Today, ethnomusicology is a field of living frameworks in active coexistence. The Anthropology of Music remains the default orientation for most training programs, providing the basic vocabulary of fieldwork, participant observation, and cultural relativism. Performance Theory continues to shape how researchers approach embodied practice and musical learning. Marxist and Political-Economy Ethnomusicology, Interpretive and Reflexive Ethnomusicology, Feminist Ethnomusicology, and Postcolonial and Decolonial Ethnomusicology together form a critical constellation that keeps the field attentive to power, positionality, and representation. Applied Ethnomusicology has grown rapidly, especially in heritage and community-engagement contexts. Cognitive Ethnomusicology and Historical Ethnomusicology remain smaller but growing currents, each challenging the field's dominant assumptions in different ways.
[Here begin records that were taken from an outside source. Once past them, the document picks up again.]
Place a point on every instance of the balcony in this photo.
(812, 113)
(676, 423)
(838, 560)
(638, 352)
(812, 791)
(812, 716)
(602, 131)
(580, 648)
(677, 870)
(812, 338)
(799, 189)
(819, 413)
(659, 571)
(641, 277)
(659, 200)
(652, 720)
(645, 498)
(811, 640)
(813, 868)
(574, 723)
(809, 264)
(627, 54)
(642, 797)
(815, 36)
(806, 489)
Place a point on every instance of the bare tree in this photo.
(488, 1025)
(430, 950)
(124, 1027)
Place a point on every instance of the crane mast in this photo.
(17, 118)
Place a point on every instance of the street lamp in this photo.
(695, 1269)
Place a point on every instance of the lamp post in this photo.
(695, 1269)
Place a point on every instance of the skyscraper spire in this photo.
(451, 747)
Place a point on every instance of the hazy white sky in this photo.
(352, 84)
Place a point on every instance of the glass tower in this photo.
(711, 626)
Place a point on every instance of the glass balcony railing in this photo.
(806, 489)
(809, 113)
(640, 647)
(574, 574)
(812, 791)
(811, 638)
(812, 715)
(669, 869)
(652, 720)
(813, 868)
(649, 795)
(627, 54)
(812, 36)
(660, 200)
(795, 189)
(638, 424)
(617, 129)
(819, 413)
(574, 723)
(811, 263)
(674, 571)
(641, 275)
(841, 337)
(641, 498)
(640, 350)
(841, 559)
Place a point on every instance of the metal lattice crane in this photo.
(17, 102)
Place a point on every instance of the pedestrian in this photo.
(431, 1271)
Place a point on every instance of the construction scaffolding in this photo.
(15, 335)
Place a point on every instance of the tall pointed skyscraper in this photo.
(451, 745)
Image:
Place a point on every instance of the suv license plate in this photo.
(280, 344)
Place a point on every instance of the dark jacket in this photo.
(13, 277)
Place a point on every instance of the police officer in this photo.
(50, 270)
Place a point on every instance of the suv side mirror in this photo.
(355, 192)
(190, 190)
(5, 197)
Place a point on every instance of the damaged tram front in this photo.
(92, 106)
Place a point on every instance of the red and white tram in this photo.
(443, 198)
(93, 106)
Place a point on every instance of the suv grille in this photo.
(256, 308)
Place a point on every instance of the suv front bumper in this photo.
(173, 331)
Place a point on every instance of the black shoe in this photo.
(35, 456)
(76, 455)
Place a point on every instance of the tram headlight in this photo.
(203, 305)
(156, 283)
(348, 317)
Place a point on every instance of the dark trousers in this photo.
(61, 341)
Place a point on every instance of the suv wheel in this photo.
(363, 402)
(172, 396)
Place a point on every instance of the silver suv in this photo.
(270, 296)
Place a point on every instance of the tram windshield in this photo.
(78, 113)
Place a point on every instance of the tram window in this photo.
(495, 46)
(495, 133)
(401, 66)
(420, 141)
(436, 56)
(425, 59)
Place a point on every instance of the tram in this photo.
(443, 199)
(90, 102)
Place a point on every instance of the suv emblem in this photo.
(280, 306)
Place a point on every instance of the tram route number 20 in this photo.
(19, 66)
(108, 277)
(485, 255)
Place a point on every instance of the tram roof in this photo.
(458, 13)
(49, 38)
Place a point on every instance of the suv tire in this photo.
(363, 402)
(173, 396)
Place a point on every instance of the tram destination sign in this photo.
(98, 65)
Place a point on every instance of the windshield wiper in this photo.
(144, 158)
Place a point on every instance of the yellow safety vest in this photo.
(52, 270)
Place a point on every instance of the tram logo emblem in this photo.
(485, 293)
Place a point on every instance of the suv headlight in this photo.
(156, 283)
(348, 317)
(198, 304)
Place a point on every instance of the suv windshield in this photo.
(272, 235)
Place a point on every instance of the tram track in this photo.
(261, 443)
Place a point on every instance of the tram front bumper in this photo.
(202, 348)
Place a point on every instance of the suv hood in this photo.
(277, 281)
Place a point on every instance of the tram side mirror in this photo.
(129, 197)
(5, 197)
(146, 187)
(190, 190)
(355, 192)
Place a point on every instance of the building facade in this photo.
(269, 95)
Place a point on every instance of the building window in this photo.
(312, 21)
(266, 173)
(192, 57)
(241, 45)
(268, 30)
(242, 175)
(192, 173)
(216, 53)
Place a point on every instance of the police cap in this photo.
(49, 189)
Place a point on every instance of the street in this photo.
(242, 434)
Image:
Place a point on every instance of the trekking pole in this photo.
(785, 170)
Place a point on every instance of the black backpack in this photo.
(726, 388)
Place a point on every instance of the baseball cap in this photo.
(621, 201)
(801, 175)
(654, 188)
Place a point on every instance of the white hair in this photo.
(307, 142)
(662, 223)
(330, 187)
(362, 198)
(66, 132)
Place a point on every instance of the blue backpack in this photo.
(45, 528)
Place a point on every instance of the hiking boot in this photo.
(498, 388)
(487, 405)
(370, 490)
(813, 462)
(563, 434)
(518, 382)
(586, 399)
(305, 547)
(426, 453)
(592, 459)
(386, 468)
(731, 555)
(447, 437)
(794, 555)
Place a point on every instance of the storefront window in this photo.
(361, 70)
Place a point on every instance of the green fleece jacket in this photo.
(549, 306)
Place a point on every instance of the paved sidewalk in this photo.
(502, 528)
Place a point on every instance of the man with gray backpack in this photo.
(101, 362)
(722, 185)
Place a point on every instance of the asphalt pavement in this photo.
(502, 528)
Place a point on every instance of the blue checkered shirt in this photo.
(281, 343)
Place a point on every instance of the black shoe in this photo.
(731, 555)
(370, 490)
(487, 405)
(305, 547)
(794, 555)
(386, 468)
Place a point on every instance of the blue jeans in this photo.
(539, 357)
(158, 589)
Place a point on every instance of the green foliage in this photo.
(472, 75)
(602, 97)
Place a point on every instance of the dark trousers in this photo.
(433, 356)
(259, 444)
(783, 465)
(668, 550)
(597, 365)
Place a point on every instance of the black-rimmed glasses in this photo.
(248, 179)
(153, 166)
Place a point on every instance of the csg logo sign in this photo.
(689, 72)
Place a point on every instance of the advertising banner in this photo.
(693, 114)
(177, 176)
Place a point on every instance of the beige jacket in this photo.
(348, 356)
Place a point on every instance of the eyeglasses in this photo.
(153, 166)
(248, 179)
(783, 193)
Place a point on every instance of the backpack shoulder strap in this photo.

What the leading frameworks agree on is that music cannot be understood apart from the social and cultural contexts in which it is produced and experienced—a legacy of the Anthropology of Music's foundational break with Comparative Musicology. They also broadly agree that fieldwork is the discipline's core method, though they disagree about what fieldwork should consist of and whose knowledge it should prioritize. The major disagreements today revolve around three axes: first, whether ethnomusicology's primary responsibility is to scholarly knowledge or to community service (Applied vs. academic frameworks); second, whether universal cognitive processes or culturally specific meanings should be the focus of explanation (Cognitive vs. interpretive frameworks); and third, whether the discipline's colonial past can be reformed from within or requires a more radical decolonial break (Postcolonial and Decolonial vs. reformist positions). These disagreements are not signs of weakness. They are the field's engine, ensuring that the central question—what should we study when we study music across human societies?—remains open, contested, and alive.